Puzzled by the number of articles I read in American publications about Peter Mandelson’s free-trade, free-market credentials and how he was going to help reform the European Union in that direction, I asked a number of my contacts in Washington where that story came from.
Most of them are still trying to work out who Peter Mandelson is exactly but one did reply. His explanation was that nobody in the States actually knew anything about him and they took their cue from the Financial Times, who first floated the idea of the new free-trade oriented, reform friendly Commission. The FT may well be responsible for the other interesting notion, particularly dear to American free-marketeers: that the new member states will somehow overcome the basic integrationist, protectionist, centralizing ideology of the EU, inject new life into its economy and take it down the road one would like it to go.
This is a very convenient idea. The new Commission has been taken over by free-traders; the new member states will reform the European Union and revitalize its economy as well as set back the integrationist tendencies; there is nothing really wrong with the EU that cannot be cured by a new Commission. So, why don’t you all stop moaning about the nasty things that are about to be set right and vote for the Constitution?
There is a serious misunderstanding here of the basis of the EU. Although, as we have pointed out in a previous blog, the accession of the new states has had and will have certain unpredictable results, most of those are likely to be in foreign policy and geopolitical attitudes. It remains questionable whether the economic and social basics will change.
The main problem is the assumption that somehow the EU is a free trade, liberal economic alliance, whose aim it is to create a free market, but somehow it has gone wrong somewhere. This is not a peculiarly American view. A number of commentators on this side of the Atlantic share it. Many of them are the people I have in the past described as perestroika europhiles. Others are supposedly eurosceptic but keep talking about the need to reform the EU. Their great cry is “Europe is not working.”
Well, I have news for all these people: Europe is working. It is working precisely as it was intended to work, give or take a few minor hitches. The overall aim is to create a political system, dear to the hearts of all fonctionnaires of whatever nationality, that is managerial, rather than political. Instead of legislation we have multiannual plans and annual Commission work programmes, put together by the civil servants of that organization, not the Commissioners.

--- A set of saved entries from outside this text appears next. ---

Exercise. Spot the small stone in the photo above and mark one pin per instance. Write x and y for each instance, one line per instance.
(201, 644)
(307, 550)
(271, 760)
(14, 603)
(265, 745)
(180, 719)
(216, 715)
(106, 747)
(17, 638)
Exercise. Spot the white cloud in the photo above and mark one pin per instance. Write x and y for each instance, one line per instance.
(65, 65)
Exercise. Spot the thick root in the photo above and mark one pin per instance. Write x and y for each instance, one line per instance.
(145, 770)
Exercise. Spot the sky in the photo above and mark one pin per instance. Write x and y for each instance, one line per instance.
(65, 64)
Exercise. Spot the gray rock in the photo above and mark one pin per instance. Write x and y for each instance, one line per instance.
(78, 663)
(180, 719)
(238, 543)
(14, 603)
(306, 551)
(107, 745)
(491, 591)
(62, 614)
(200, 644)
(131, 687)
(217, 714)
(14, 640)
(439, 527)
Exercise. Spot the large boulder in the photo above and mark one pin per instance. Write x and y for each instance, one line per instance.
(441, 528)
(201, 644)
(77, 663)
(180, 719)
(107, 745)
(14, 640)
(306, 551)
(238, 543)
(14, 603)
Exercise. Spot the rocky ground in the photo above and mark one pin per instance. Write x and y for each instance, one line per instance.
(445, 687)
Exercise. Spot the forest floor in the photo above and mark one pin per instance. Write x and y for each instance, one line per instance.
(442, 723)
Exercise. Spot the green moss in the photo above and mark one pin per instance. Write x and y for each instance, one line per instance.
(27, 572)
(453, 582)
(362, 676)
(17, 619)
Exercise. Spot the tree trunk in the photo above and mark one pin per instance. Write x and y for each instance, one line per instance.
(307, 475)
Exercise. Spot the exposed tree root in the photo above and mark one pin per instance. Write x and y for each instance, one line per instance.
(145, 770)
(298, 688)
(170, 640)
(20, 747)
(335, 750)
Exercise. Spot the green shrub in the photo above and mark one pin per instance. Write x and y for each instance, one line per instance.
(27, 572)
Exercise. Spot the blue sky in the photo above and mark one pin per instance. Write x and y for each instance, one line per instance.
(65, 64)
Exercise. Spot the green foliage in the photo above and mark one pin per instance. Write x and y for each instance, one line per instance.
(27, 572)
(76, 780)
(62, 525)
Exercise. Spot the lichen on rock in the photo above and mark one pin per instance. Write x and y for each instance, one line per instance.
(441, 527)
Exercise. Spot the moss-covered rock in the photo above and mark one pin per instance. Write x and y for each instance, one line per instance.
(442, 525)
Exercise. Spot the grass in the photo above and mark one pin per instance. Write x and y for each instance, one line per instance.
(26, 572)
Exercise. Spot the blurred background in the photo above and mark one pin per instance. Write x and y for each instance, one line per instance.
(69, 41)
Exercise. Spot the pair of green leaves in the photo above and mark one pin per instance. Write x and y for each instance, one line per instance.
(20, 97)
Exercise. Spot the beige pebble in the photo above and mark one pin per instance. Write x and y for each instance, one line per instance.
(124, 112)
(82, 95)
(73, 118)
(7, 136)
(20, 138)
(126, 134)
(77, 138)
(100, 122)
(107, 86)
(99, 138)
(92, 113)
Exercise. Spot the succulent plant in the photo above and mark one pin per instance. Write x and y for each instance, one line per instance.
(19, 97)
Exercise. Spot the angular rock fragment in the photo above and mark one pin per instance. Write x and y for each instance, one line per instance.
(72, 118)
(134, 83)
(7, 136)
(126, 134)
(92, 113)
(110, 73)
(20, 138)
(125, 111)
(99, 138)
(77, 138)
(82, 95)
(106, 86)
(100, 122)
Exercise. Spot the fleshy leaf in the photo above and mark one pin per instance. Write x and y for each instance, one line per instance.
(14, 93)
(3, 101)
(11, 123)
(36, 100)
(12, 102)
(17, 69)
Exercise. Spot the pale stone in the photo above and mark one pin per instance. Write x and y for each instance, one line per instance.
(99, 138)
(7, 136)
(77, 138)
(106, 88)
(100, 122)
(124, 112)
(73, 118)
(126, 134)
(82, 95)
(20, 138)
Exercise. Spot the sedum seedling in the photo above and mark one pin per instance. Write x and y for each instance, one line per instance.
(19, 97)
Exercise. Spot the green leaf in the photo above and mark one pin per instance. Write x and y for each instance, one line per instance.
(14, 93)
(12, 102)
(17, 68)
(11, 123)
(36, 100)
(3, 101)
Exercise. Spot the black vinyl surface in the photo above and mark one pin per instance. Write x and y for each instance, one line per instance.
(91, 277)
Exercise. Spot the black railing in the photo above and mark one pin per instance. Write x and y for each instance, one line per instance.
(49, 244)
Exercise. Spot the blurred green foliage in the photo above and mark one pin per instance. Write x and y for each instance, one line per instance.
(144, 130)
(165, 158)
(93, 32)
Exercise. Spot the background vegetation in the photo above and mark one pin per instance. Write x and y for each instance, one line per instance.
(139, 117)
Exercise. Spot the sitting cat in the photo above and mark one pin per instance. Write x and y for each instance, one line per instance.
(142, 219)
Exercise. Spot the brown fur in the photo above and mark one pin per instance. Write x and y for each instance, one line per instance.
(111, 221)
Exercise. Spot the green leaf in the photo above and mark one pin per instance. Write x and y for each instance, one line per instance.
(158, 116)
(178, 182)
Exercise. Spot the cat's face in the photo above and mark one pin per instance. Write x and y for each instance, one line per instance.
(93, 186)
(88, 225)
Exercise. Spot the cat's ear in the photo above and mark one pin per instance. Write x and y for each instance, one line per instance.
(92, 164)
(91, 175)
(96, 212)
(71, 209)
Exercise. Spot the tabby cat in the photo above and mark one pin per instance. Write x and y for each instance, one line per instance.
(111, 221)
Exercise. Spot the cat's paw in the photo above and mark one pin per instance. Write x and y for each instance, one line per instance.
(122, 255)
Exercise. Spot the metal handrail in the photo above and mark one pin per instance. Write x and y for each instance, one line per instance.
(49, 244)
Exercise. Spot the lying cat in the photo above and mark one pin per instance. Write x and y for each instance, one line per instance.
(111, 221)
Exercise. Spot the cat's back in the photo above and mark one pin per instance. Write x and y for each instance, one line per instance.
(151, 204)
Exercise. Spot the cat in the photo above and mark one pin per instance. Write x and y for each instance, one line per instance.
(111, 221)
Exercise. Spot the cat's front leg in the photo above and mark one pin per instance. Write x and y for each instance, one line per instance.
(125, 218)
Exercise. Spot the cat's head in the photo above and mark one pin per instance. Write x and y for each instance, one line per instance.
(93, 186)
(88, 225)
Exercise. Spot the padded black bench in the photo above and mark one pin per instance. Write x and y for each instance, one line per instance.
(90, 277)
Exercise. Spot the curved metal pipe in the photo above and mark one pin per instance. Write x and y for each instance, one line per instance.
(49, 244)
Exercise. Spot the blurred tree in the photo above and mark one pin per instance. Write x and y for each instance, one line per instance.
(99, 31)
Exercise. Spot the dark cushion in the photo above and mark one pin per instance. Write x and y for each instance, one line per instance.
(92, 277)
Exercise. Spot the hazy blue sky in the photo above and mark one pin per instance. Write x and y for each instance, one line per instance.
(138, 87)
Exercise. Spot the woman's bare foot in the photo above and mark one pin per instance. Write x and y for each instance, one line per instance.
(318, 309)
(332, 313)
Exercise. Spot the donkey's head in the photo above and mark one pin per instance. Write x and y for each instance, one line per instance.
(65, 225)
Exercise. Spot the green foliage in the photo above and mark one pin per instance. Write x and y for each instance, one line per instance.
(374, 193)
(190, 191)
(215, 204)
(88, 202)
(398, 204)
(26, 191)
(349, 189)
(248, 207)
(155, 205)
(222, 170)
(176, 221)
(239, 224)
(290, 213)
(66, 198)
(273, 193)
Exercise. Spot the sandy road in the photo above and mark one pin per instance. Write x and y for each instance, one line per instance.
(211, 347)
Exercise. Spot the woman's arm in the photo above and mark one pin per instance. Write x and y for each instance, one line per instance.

Instead of democratic accountability we have scrutiny that has no power at all. Instead of open decisions by elected politicians after open(ish) debates, we have networks of lobbying organizations that do deals behind closed doors and decisions taken without any need to account for them to anyone.
The aim as far as social and economic policies are concerned is to turn the EU into one vast corporation that is run on corporate lines where elections, elected representatives and democracy become optional extras. They will go on existing but will have no more importance than the frills that allegedly covered the legs of pianos in Victorian drawing rooms.